Un avion de ligne russe, transportant 71 personnes, s’écrase près de Moscou

Le biréacteur, un Antonov An-148 de la compagnie Saratov, transportait 65 passagers et 6 membres d’équipage, selon les agences russes.

Un avion de ligne russe s’est écrasé dans le district Ramenski, à 70 kilomètres au sud-est de Moscou, dimanche 11 février, peu après avoir décollé de l’aéroport international Domodedovo en direction d’Orsk, une ville de l’Oural. Selon les agences russes, 65 passagers et 6 membres d’équipage se trouvaient à bord de l’appareil Antonov An-148 de la compagnie Saratov Airlines. La préfecture a précisé qu’il n’y avait aucun survivant. Un centre de crise a été ouvert à l’aéroport Domodedovo, le second aéroport de la capitale russe en nombre de passagers.

Les autorités russes n’ont pas évoqué l’hypothèse d’un acte terroriste. Plusieurs sources, citées par les agences de presse russes, font état d’une collision entre l’Antonov et un hélicoptère de la Poste russe juste après le décollage, une version toutefois démentie par la Poste.

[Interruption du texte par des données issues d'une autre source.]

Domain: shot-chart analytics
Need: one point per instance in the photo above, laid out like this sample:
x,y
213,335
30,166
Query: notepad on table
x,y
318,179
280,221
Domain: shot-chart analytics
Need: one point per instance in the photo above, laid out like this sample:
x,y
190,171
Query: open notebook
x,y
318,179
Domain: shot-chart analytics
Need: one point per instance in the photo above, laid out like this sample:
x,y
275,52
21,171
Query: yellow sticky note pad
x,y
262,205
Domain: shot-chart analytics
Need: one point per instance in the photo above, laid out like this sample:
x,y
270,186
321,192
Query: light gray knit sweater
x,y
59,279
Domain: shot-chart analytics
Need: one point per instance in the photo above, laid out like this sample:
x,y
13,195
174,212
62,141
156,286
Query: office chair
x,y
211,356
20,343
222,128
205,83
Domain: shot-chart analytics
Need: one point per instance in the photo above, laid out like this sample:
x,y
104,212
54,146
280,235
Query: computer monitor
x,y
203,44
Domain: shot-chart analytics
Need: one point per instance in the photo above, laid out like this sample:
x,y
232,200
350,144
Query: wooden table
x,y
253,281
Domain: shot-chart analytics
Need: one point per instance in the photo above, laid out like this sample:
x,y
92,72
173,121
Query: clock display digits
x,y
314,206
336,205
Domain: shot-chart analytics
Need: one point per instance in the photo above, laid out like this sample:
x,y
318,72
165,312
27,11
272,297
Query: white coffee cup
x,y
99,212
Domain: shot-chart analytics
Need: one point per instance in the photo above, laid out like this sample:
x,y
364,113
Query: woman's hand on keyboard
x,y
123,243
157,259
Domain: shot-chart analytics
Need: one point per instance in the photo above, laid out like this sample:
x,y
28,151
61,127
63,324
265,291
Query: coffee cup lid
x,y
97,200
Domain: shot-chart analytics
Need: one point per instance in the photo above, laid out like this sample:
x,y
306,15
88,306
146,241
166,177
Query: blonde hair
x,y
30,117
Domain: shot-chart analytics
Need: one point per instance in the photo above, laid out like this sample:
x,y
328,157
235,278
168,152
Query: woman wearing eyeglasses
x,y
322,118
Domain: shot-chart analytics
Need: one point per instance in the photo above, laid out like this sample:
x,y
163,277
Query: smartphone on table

En outre, aucun débris d’hélicoptère n’aurait été trouvé sur place.

Une enquête a été ouverte pour identifier d’éventuelles violations aux règles de sécurité, a annoncé le Comité d’enquête russe. « Toutes les versions possibles de la catastrophe sont étudiées, notamment les conditions climatiques, le facteur humain ou l’état technique de l’avion », a-t-il assuré.

20 véhicules de secours

Selon les agences, des témoins ont vu l’appareil en flammes tomber près du village d’Argounovo, au sud-est de Moscou. Les 71 passagers et membres d’équipage « n’ont eu aucune chance » de survivre, a déclaré à l’agence de presse Interfax une source au sein du ministère des situations d’urgence. La carlingue de l’appareil « est disséminée sur environ un kilomètre », a précisé à Interfax un responsable du ministère russe des Situations d’urgence.

« Plus de 150 personnes et environ 20 véhicules de secours se sont rendus sur le lieu du crash », a précisé dans un communiqué le ministère des situations d’urgence. Alors que la neige est encore tombée dimanche sur Moscou et sa région, les médias russes rapportaient que les véhicules de secours n’étaient pas en mesure d’accéder au lieu du crash, forçant les secouristes à poursuivre à pied.

Les images diffusées par les télévisions russes montrent des débris de l’appareil, aux couleurs orange de Saratov Airlines, disséminées dans des champs enneigés. « A l’heure actuelle, les sauveteurs ont réussi à arriver sur le lieu du crash. Il y a beaucoup de corps et de fragments de corps », a déclaré une source à l’agence Interfax. Un responsable régional du ministère des situations d’urgence, Sergueï Polietykhine, cité par les agences de presse russes, a fait savoir qu’« une boîte noire a été trouvée sur le site du crash ».

Cinq incidents depuis 2004

Le ministre russe des transports, Maxime Sokolov, est également sur place, ont annoncé les médias russes. L’appareil a disparu des radars deux minutes après le décollage, a signalé une source au sein de l’aéroport Domodedovo aux agences de presse russe.

« Le président Poutine a ordonné au gouvernement de créer une commission spéciale sur cette catastrophe aérienne », a rapporté le porte-parole du Kremlin, Dmitri Peskov, cité par les agences russes. Le président « présente ses condoléances à tous ceux qui ont perdu des proches dans cette catastrophe », a-t-il ajouté.

Avion biréacteur du constructeur ukrainien Antonov, l’An-148 a réalisé son premier vol en 2004. Ce court-courrier peut transporter jusqu’à 80 passagers sur une distance de 3 600 kilomètres. Depuis son exploitation l’avion a connu au moins cinq incidents impliquant le train d’atterrissage, le système électrique et le système de guidage. Toutefois, la compagnie Saratov Airlines, qui exploite essentiellement des avions russes Antonov ou Yakovlev, n’avait jamais été impliquée dans un accident mortel depuis la fin de l’URSS en 1991.

Le dernier accident mortel d’un avion sur le territoire russe remonte à décembre 2016. Un avion de passagers de type Tupolev Tu-154 appartenant au ministère de la défense s’était écrasé peu après son décollage d’Adler, au sud du pays. Parmi les victimes figuraient plus de 60 membres des chœurs de l’Armée Rouge.